62
Herman Van Fraechem
65
Hij is priester en leraar. Een stille werker, zoals het een priester past. Hij kent geen pretentie. Hij vraagt aan een student nooit meer dan wat hijzelf kan. Wat een gezond principe... Hij is flamingant. Reeds vroeg was hij studentenleider te Mechelen, toen er nog Vlaamse Studentenbonden bestonden. En toen hij te Leuven klassieke filologie mocht gaan studeren - een tijd toen de eerste Vlaamse leergangen nog in barensweeën verkeerden - vroeg hij aan een zekere monseigneur om zijn studies in het Nederlands te mogen doen. Dat was toen nog een dolle flamingantische streek. ‘Neen’, antwoordde men, ‘er
zijn er al te veel voor de Vlaamse sectie’. Hoeveel waren er dan wel ingeschreven?... Op dat ogenblik nog niemand. Zulke dingen waren natuurlijk alleen koren op de molen van onze flamingant. Inmiddels pakte hij ook nog maar de Germaanse filologie aan. Hoe heeft hij toen moeten schipperen om aan iedere cursus en aan iedere professor het zijne te geven! Daarbij bleef hij te Mechelen en te Leuven steeds zulk een combattief Vlaams element, dat hij bij het gerecht op een steekkaart als ‘flamingant outré’ vermeld stond en dat hij na het verlaten van het seminarie, helaas, zijn studies te Leuven moest opgeven.

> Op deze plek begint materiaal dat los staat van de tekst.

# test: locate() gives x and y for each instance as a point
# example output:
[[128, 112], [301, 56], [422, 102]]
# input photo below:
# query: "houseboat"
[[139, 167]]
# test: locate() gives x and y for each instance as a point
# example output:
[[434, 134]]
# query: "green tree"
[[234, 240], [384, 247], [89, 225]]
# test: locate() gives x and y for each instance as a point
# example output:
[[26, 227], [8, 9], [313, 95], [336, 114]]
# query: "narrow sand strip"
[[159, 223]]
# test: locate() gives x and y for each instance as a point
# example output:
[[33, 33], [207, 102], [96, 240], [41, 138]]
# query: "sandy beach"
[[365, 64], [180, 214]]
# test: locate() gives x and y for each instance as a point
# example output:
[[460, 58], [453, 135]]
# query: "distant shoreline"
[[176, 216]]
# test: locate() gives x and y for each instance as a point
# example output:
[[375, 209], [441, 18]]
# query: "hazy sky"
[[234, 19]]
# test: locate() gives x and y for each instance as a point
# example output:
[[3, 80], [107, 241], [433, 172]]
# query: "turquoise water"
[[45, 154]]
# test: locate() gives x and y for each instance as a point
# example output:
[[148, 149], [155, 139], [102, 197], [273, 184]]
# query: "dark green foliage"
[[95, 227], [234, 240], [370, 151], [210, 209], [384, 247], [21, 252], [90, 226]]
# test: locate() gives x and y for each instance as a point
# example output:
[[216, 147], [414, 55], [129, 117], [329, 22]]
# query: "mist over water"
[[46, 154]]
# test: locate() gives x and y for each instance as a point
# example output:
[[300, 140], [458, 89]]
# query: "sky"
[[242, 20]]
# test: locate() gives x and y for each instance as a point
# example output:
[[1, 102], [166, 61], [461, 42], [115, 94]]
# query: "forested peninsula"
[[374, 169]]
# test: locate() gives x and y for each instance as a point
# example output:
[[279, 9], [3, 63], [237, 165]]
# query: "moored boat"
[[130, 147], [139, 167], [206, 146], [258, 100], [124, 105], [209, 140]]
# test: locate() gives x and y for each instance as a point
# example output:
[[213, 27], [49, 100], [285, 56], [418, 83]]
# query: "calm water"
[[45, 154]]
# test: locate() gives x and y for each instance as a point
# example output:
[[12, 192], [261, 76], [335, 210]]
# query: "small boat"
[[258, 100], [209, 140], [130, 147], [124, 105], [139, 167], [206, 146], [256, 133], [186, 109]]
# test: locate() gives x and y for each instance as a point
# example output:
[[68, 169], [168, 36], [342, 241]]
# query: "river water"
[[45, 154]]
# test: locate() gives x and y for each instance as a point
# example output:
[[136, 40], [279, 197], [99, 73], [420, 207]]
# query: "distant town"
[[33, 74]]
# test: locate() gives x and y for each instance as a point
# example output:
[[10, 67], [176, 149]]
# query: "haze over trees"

Jawel, die zogenoemde romantische tijd van het flamingantisme vroeg pijnlijke offers en vernederingen! Ouderen onder ons zullen zich b.v. nog herinneren hoe een bedevaart van katholieke Vlaamse studenten bij de Paus te Rome aan de deur werd gezet, en dat de H. Vader sprak: ‘Leer eerst aan uw bisschoppen gehoorzamen en kom dan terug’. Het was een vreselijke slag voor deze jonge idealisten, waarbij ook Herman behoorde. Doch in die tijd mocht men nog niet ‘contesteren’.
Voor het ogenblik is hij leraar aan en directeur van het Ursula-Instituut te Lier. En als men hem vraagt waarmee hij zich bezig houdt, dan spreekt hij niet eerst en vooral over zijn leraarschap, doch antwoordt ‘dat hij zich vooral met de poëzie onledig houdt. Hij is zelf poëet, doch zijn gedichten blijven meestal in de lade liggen. Sporadisch vindt men er soms een in een of ander tijdschrift. Doch hij zoekt vooral naar jong poëtisch talent, en het destijds ontdekken van Bert Decorte - het eerste wonderkind sedert van Ostayen, volgens M. Gijsen - is ‘zijn’ werk. Te Antwerpen, na Hoogstraten, werd hij daarna de bezieler van de Uitgeverij Van Maerlant, die o.a. na de oorlog het tijdschrift ‘Golfslag’ lanceerde, waarbij de ‘Golfslagkring’ literaire avonden belegde, toen het nog volstond Vlaams schrijver te zijn, om voor staatsgevaarlijk gedoodverfd te worden. Later heeft Herman de uitgave hernomen van de vóór de oorlog door René Verbeeck opgerichte ‘Bladen voor de Poëzie’. Hier komt om de maand, in een fijn gepresenteerde bundel, een debutant aan de beurt. Ten slotte geeft hij sedert twee jaar ‘De Bladen voor de Grafiek’ uit, waar in vier afleveringen per jaar, telkens een Vlaams kunstenaar aan bod komt. Ad multos annos voor zulk een flamingant!